Milli Meclisimizin 23 Nisan 1920’de Mustafa Kemal Atatürk tarafından dualarla açıldığı günün nişânesi olan 29 Ekim 1923 Cumhuriyetimizin kuruluşunu milletçe sevinçle çok değil, geçenlerde kutladık. Sokaklar Al bayrağımızın renkleriyle rengârenk donanmış; yine birçoğumuzun balkonunda dalgalanan Şanlı Bayrağımız insana yıllarca hatta asırlarca aynı mozaik içinde yoğrulmuş muhteşem bir Millet Ailesinin resmini gösteren yapbozun güzel parçalarını anımsatıyordu. Bunun haricinde etkinlikler, sahnelenen güzel oyunlar, şu hayat denizinde toplumumuza birer aydınlatıcı mum ışığı olan nice değerli sanatçımızın anlamlı ve güzel paylaşımları… Bunun yanında güzel Anadolumuzun her karış toprağından renkler barındıran, estikçe buram buram memleketim dört bir yanı kokan türkü ve şarkıların hoş ezgileri de alıp götürüyor bizi başka diyarlara. Kimi zaman ilkokula gittiğimiz o günlerde hep bir ağızdan İstiklal Marşımızı okuduğumuz o temiz çocukluk günlerine, kimi zaman o yıl hiç mezun verememiş okullarımızın olduğu Kurtuluş Savaşı günlerine; bazen ise hep birlikte bir sofra etrafında toplandığımız tatlı muhabbet günlerine, bazen de yaşanmış bir ayrılık hikayesine götürerek kâh güldürüyor kâh ağlatıyor bizi bu türküler ve şarkılar. En güzeli de Mehmet Âkif Ersoy’un ”Sönmeden yurdumun üstünde tüten en son ocak” dediği aile ocaklarımız kurulurken yaptığımız şen şakrak düğün-derneklerde gösterir kendini bu ezgiler. Hem güldürür hem ağlatır dedik çünkü biz gülerken içten gelen çoşkulu duyguyla da ağlamanın gururunu yaşayan bir Milletiz. Bunu çocuğumuzun okula başladığı ilk günden tutun tâ mezun olduğu günde; asker uğurlamalarımızda; düğün derneklerimizde görürüz. Hatta bu hâl, Ay Yıldızlı Milli Takımımızın oynadığı maçlarda bile tribünlerde belli eder kendini. Bir bakarız al beyaza boyanmıştır her yer. Tıpkı gönül ufuklarımızda olduğu gibi.
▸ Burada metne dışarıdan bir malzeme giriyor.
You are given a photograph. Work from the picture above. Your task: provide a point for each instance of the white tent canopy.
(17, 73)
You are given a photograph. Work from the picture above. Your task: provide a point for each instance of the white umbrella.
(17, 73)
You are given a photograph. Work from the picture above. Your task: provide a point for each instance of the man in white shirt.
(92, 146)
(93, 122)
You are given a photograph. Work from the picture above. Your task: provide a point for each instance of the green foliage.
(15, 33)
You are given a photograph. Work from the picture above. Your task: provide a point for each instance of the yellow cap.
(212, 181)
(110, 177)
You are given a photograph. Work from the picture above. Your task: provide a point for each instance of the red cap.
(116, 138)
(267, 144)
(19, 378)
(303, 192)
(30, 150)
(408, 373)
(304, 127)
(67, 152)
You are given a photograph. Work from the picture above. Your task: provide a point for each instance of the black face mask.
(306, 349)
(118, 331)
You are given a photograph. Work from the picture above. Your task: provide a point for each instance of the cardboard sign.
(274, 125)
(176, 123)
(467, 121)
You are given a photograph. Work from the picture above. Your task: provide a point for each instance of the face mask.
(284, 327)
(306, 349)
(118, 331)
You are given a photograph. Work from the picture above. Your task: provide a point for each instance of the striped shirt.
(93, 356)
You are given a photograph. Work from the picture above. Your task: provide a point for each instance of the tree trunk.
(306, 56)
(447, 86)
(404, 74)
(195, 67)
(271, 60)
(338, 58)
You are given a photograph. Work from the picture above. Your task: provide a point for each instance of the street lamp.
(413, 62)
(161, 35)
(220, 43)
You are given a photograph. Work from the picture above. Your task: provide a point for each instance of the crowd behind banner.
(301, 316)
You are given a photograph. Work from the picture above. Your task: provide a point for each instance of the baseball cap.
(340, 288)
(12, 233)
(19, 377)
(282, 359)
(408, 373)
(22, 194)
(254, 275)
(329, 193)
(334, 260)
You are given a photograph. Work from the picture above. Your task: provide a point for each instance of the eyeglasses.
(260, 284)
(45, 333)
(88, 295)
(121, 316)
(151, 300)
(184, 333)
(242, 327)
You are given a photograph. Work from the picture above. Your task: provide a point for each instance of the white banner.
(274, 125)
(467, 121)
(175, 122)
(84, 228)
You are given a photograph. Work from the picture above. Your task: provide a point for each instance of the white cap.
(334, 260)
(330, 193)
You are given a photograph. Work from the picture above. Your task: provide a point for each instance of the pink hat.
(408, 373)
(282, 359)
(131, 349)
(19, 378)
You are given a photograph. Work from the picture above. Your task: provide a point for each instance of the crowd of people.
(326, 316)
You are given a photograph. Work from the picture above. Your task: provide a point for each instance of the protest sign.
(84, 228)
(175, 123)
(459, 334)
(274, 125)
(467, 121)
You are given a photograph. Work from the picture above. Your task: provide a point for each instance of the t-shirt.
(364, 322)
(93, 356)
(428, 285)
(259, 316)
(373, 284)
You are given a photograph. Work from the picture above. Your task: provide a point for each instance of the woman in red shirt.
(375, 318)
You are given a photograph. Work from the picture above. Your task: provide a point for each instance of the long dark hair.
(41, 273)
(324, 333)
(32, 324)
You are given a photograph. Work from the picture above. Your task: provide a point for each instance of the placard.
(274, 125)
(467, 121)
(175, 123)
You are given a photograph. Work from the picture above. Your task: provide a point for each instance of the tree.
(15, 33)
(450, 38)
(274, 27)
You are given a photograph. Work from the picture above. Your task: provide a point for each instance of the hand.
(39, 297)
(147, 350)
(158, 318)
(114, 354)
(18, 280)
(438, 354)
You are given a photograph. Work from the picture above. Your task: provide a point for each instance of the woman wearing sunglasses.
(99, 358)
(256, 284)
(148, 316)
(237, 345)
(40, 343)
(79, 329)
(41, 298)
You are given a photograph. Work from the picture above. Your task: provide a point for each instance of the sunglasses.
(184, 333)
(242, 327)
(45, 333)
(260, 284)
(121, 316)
Ben bu güzel günde Antalya’daydım. Antalya demişken Gazi Mustafa Kemal Atatürk’ün ünlü sözünü unutmamak gerekir:
”Hiç şüphesiz Antalya dünyanın en güzel yeridir.” Gazi Mustafa Kemal
Cumhuriyet meydanında Volkan Konak konseri vardı. Güzel Cumhuriyetin güzel insanları meydanı hınca hınç doldurmuştu. Coşku ve kalabalık öyle güzeldi ki insan bu ülkenin bir bireyi olmaktan gurur duyuyor. Cumhuriyetimizin kurulmasının sevinç gözyaşlarıyla kutlandığını görüyor insan. Çocuklar, gençler, yaşlı ama genç ruhlular, konseri yan yana izleyen çiftler hep beraber güzel bir renk cümbüşü oluşturmuştu. Bu arada Kuzeyin Oğlundan birbirinden güzel şarkılar-türküler seslendirildi : Mimoza Çiçeği, Nefesim Nefesinde, Çıkın Çıkın Aşkın Meydanına ve tabii ki de Cerrahpaşa..
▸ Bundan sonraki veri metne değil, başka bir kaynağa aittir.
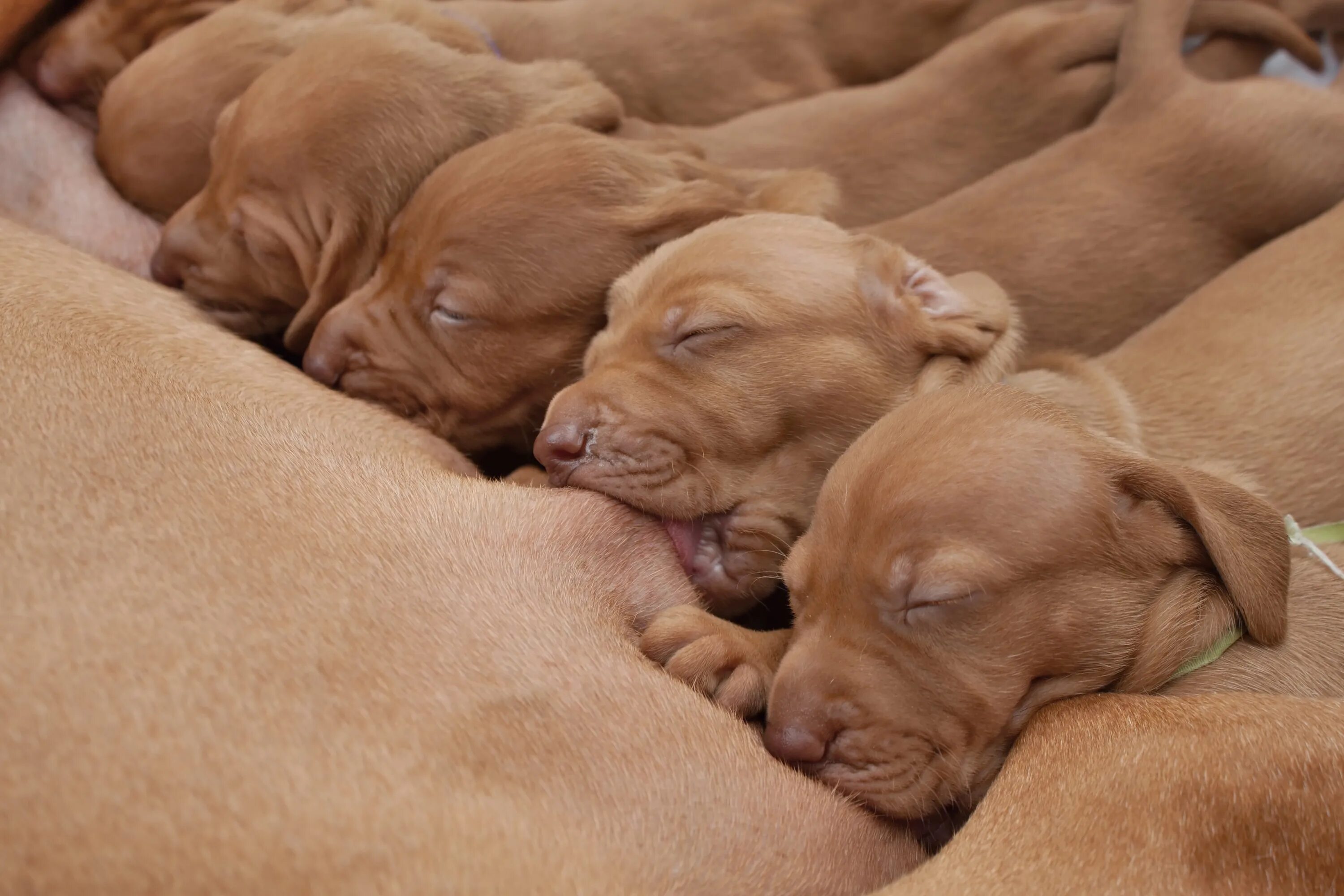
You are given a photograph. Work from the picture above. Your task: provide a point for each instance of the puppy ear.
(568, 92)
(965, 327)
(349, 258)
(1219, 526)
Volkan Konak olur da Karadeniz fıkrası olmaz mı? Konserden önce Volkan Konaktan dinlediğimiz bir fıkra:
Ha uşağum adamin biri yolda yürürken yanından araba geçmuş. Arabadaki, ”Ula uşağum közin kör mi niye kaldirimden gitmiyirsun da yoldan gidiyorsun?” demiş. Yolda yürüyen adam da: ”Ha uşağum var say ki ben ağacum.” demiş ……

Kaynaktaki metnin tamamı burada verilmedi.